Gaussian performance tuning using single node shared memory

###The Linda version is not covered on this page. The local Linda installation contain some local adaptations, like wrapper script etc not present in the threaded shared memory version. A tuning guide for the Linda versions is in preparation.

Introduction

Gaussian is a widely used and well known application. The current (pt. 2021) implementation is Gaussian 16. This version can utilise several cores using an OpenMP threading model and hence confined to a single machine using shared memory.

This guide is dealing with the shared memory version running on single node. Gaussian is compiled using the PGI (now NVIDIA) compiler using OpenMP. For those of you who know OpenMP well, be aware that the PGI compiler only support a limited set of OpenMP environment flags.

The Gaussian manual describe several options which is important for the performance. The keywords most associated with parallel execution is

  • %NPROCSHARED=xx

  • %MEM=yyyyMB

  • %NPROCSHARED set how many OpenMP threads Gaussian can launch, as the name suggest it’s shared memory (which implies a single node).

  • %MEM set how much memory (often called core) Gaussian can use in total, this include memory for 2-electron integrals which might be calculated in-core if possible.

There are also environment variables that handle OpenMP and PGI compiler settings.

  • OMP_PROC_BIND can be tried to improve performance (have been reported to fail with some SLURM jobs, use with caution).

  • PGI_FASTMATH_CPU should be set to the architecture used, see later. Some performance improvement.

Recomputing 2-electron integrals, direct SCF is now default as it’s faster to compute these than reading them from disk.

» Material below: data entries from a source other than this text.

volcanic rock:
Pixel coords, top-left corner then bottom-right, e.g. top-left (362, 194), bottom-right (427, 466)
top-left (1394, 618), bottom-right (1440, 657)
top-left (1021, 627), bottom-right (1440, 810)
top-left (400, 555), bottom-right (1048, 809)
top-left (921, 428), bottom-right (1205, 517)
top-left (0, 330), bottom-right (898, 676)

In addition doing the calculation in memory (in-core) is also default (if possible). This can have a major impact of performance. See later about memory allocation.

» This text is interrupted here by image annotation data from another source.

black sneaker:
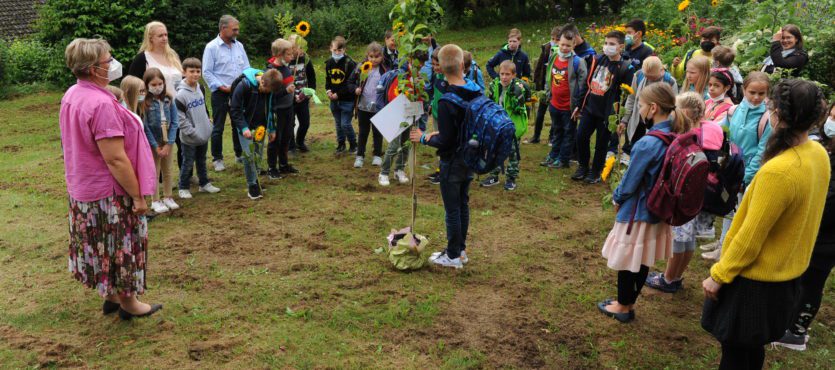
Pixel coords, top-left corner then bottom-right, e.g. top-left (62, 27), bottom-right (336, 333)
top-left (479, 176), bottom-right (499, 188)
top-left (571, 167), bottom-right (589, 181)
top-left (504, 179), bottom-right (516, 191)
top-left (583, 173), bottom-right (603, 185)
top-left (246, 184), bottom-right (263, 200)
top-left (279, 164), bottom-right (299, 173)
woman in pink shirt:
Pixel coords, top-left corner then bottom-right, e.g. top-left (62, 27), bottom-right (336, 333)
top-left (58, 38), bottom-right (162, 320)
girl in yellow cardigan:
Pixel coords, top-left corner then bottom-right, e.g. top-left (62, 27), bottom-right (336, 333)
top-left (702, 80), bottom-right (830, 369)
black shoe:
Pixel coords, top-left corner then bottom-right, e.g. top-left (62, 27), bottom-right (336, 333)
top-left (571, 167), bottom-right (589, 181)
top-left (246, 184), bottom-right (263, 200)
top-left (119, 304), bottom-right (162, 321)
top-left (101, 300), bottom-right (121, 315)
top-left (278, 164), bottom-right (299, 173)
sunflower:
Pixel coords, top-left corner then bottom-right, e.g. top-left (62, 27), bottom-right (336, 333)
top-left (255, 126), bottom-right (267, 141)
top-left (296, 21), bottom-right (310, 37)
top-left (600, 156), bottom-right (615, 181)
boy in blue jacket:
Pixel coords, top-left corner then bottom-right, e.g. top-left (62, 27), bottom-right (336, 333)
top-left (487, 28), bottom-right (531, 80)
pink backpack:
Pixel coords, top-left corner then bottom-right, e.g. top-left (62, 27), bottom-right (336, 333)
top-left (647, 131), bottom-right (710, 226)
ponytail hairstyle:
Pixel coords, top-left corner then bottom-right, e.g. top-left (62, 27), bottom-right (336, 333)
top-left (684, 56), bottom-right (710, 93)
top-left (676, 91), bottom-right (705, 123)
top-left (763, 80), bottom-right (826, 163)
top-left (638, 84), bottom-right (693, 134)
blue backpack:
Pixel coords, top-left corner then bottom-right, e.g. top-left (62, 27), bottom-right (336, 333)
top-left (441, 93), bottom-right (516, 175)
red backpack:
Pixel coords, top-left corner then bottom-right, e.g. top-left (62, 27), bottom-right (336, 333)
top-left (647, 130), bottom-right (710, 226)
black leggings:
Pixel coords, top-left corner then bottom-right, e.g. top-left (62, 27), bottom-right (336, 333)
top-left (357, 109), bottom-right (383, 157)
top-left (618, 265), bottom-right (649, 306)
top-left (267, 107), bottom-right (294, 168)
top-left (719, 344), bottom-right (765, 370)
top-left (789, 255), bottom-right (835, 335)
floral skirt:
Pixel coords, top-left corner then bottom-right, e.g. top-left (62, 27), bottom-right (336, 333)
top-left (601, 221), bottom-right (673, 272)
top-left (69, 196), bottom-right (148, 297)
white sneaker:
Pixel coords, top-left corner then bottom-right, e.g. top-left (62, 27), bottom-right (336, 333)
top-left (151, 200), bottom-right (169, 213)
top-left (162, 198), bottom-right (180, 211)
top-left (212, 159), bottom-right (226, 172)
top-left (429, 250), bottom-right (470, 264)
top-left (429, 254), bottom-right (464, 270)
top-left (699, 240), bottom-right (722, 252)
top-left (702, 247), bottom-right (722, 261)
top-left (394, 170), bottom-right (409, 184)
top-left (198, 182), bottom-right (220, 193)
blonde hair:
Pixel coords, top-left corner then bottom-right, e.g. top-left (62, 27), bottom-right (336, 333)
top-left (438, 44), bottom-right (464, 76)
top-left (641, 55), bottom-right (664, 74)
top-left (139, 21), bottom-right (183, 73)
top-left (676, 91), bottom-right (705, 123)
top-left (270, 39), bottom-right (293, 57)
top-left (684, 55), bottom-right (710, 97)
top-left (639, 84), bottom-right (693, 134)
top-left (119, 75), bottom-right (145, 115)
top-left (64, 38), bottom-right (110, 77)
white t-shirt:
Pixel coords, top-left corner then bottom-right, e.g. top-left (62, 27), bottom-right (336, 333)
top-left (145, 51), bottom-right (183, 96)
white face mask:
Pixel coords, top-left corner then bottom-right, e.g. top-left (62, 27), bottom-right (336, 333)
top-left (148, 85), bottom-right (165, 95)
top-left (823, 117), bottom-right (835, 138)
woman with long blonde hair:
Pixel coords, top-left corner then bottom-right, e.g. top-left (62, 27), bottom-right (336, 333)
top-left (128, 21), bottom-right (183, 95)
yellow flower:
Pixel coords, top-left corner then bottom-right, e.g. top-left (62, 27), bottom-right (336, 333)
top-left (255, 126), bottom-right (267, 141)
top-left (296, 21), bottom-right (310, 37)
top-left (600, 156), bottom-right (615, 181)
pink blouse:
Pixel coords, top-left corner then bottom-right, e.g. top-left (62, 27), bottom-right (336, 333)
top-left (58, 80), bottom-right (157, 202)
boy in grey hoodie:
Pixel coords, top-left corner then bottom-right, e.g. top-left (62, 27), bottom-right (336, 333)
top-left (175, 58), bottom-right (220, 199)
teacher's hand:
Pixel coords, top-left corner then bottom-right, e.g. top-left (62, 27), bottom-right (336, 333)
top-left (702, 277), bottom-right (722, 301)
top-left (131, 196), bottom-right (148, 216)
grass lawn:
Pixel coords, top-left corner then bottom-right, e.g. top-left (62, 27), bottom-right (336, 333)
top-left (0, 24), bottom-right (835, 369)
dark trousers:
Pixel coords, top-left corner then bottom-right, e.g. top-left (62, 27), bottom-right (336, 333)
top-left (719, 344), bottom-right (765, 370)
top-left (357, 109), bottom-right (383, 157)
top-left (531, 101), bottom-right (554, 142)
top-left (577, 113), bottom-right (611, 176)
top-left (618, 265), bottom-right (649, 305)
top-left (180, 143), bottom-right (209, 190)
top-left (212, 90), bottom-right (242, 161)
top-left (290, 100), bottom-right (310, 149)
top-left (267, 107), bottom-right (295, 168)
top-left (440, 157), bottom-right (473, 258)
top-left (789, 254), bottom-right (835, 335)
top-left (548, 105), bottom-right (577, 164)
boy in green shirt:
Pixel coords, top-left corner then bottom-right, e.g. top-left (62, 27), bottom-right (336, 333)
top-left (481, 60), bottom-right (531, 191)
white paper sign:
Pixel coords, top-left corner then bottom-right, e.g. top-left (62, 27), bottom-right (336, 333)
top-left (371, 94), bottom-right (423, 142)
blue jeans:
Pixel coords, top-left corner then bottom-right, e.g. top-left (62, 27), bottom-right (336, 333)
top-left (548, 105), bottom-right (577, 163)
top-left (235, 130), bottom-right (264, 186)
top-left (331, 100), bottom-right (357, 146)
top-left (577, 112), bottom-right (611, 176)
top-left (180, 143), bottom-right (209, 190)
top-left (440, 157), bottom-right (473, 258)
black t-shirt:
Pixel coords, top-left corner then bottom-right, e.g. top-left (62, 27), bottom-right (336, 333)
top-left (583, 55), bottom-right (635, 117)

Please consult the Gaussian manual about specific settings.

Scaling

Single node shared memory OpenMP is known to have limited scaling in most usage scenarios. With the current processors it’s common to have far more cores available in each compute node than what Gaussian can effectively utilise. The figure below show examples of scaling, not all applications scale linearly. Some even run slower with a high core count. Types of scaling

Hence, care must be taken not to waste cores by requesting too many. A scaling study should be undertaken and the optimal core count for the input in question should be established. As Gaussian has a huge number of different modes and methods clear guidelines cannot be given, only that Gaussian (using OpenMP) does not scale to high core counts.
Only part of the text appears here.